Static linkage exists mainly because of separate compilation, which in turn exists for two reasons:

  1. Programmers don't want to recompile their whole program when they change only part of it.

  2. Many compiler algorithms are superlinear in the size of the unit being compiled.

The results of the separate compilations are combined using a static linker. Most languages use the operating system's static linker, and therefore must use the operating system's output-of-separate-compilation format. In my opinion this has caused massive headaches for sophisticated languages like, say, Haskell. Haskell has so much information it needs to store in the output-of-separate-compilation result (types, etc) that it produces an entire extra file (the .hi file) alongside the .o file. This litters the filesystem with junk and leads to a mess of problems when these files get out of sync.
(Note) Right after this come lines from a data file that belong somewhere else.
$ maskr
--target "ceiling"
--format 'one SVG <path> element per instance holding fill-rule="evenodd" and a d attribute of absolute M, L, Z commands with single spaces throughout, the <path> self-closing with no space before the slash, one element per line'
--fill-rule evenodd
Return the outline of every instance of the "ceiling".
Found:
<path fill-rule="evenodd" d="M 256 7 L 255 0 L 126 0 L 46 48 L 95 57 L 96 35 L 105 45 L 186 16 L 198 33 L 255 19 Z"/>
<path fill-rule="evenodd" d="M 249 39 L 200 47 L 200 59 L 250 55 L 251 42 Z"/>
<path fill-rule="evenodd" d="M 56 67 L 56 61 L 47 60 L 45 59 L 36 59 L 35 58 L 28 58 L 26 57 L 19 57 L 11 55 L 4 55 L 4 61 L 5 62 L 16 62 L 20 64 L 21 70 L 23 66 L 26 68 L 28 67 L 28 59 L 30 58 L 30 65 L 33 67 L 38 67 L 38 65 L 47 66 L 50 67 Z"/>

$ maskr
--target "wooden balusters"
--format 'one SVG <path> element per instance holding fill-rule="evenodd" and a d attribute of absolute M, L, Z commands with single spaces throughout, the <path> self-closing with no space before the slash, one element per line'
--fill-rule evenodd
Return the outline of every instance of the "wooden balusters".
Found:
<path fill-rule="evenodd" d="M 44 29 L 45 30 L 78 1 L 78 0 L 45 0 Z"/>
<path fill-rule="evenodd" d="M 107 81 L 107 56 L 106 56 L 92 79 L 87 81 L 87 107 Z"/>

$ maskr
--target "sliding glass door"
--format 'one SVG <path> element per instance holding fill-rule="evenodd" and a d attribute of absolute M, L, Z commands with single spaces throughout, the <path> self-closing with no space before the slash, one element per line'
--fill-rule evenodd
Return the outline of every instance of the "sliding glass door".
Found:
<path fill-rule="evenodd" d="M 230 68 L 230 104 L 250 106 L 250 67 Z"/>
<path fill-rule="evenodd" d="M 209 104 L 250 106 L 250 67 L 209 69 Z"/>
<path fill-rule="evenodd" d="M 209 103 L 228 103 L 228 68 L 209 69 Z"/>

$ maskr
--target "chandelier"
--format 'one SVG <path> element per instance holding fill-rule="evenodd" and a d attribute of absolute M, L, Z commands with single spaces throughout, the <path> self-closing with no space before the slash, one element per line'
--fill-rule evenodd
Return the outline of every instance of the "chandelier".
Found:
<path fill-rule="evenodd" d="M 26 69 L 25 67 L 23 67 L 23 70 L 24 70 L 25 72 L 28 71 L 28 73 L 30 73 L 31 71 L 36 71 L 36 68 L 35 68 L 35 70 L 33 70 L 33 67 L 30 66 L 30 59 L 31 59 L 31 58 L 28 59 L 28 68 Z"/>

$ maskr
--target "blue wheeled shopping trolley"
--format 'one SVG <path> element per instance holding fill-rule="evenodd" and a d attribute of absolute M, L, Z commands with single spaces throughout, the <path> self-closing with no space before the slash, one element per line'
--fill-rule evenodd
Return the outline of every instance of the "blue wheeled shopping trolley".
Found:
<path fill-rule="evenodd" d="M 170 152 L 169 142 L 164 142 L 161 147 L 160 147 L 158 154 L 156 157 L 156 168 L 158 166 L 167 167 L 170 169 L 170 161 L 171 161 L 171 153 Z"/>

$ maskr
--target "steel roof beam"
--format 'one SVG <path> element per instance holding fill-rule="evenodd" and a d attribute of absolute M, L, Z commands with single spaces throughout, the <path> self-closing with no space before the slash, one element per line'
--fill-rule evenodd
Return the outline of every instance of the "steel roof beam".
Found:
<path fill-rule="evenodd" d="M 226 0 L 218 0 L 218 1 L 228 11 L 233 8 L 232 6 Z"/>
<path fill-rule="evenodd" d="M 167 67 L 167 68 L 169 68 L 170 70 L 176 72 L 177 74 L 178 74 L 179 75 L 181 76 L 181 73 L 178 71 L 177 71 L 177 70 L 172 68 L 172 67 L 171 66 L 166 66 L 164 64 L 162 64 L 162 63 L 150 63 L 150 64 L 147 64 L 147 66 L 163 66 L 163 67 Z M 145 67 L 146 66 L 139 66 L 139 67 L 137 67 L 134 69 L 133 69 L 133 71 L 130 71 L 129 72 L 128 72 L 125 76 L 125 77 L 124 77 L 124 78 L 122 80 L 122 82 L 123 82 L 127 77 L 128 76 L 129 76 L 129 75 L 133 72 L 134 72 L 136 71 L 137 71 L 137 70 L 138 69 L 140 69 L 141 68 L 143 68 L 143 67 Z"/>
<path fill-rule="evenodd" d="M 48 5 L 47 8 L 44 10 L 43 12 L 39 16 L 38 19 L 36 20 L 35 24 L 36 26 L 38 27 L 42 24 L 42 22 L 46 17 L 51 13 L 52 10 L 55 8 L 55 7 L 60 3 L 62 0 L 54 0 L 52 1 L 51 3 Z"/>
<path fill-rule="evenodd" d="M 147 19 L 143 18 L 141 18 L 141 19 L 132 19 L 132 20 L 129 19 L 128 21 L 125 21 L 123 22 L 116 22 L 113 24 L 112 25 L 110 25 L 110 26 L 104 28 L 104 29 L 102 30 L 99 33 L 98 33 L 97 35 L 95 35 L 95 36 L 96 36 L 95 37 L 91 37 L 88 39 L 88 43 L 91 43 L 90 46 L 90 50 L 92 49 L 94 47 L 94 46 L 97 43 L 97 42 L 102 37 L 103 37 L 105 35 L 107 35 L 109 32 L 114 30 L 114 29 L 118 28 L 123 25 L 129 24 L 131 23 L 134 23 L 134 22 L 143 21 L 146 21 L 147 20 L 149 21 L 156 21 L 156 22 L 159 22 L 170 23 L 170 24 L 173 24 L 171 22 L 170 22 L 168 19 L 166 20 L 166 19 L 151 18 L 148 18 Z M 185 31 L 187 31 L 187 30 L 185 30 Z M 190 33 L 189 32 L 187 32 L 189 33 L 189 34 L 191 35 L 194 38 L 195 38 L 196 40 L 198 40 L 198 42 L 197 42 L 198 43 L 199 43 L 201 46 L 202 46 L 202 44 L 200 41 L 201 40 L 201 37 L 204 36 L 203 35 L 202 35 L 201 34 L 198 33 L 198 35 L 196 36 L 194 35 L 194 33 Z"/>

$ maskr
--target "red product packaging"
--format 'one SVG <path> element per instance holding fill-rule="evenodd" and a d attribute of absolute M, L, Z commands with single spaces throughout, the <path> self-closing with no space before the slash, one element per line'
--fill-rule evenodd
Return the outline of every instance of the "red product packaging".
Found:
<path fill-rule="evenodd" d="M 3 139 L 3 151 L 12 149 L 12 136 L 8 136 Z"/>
Java dodged this completely by simply defining its own output-of-separate-compilation format (.class files) and declaring that any linking of Java programs to non-Java programs needed to be done via dynamic linkage. This was a great decision and freed Java from the numerous and obnoxious limitations of .o-file formats designed in the 1970's for languages like C.

Side note: I suppose that technically Java does its “static linking” at runtime because it is a JITted platform, but this is a largely orthogonal point. GCJ, for example, can “statically link” a bunch of .class files into an executable.

An Alternative

There is a “third way” that I haven't seen implemented yet: have the language define its own output-of-separate-compilation format, and provide tools that translate both to and from the operating system's output-of-separate-compilation format. The tool which translates back will almost certainly need some sort of handwritten “interface file” to explain how assembler-level symbols should be exposed in the higher level language, so this pair of tools won't “round-trip” without additional effort. But it would satisfy those few people who need static-linkage speed (or simplicity) in multi-language projects.

It would probably make sense for this tool to work on both static and dynamically linked libraries – e.g. for Haskell, export a compiled Haskell library as either a .o or .so and (with the help of an interface file) import a non-Haskell library from either an .o or .so.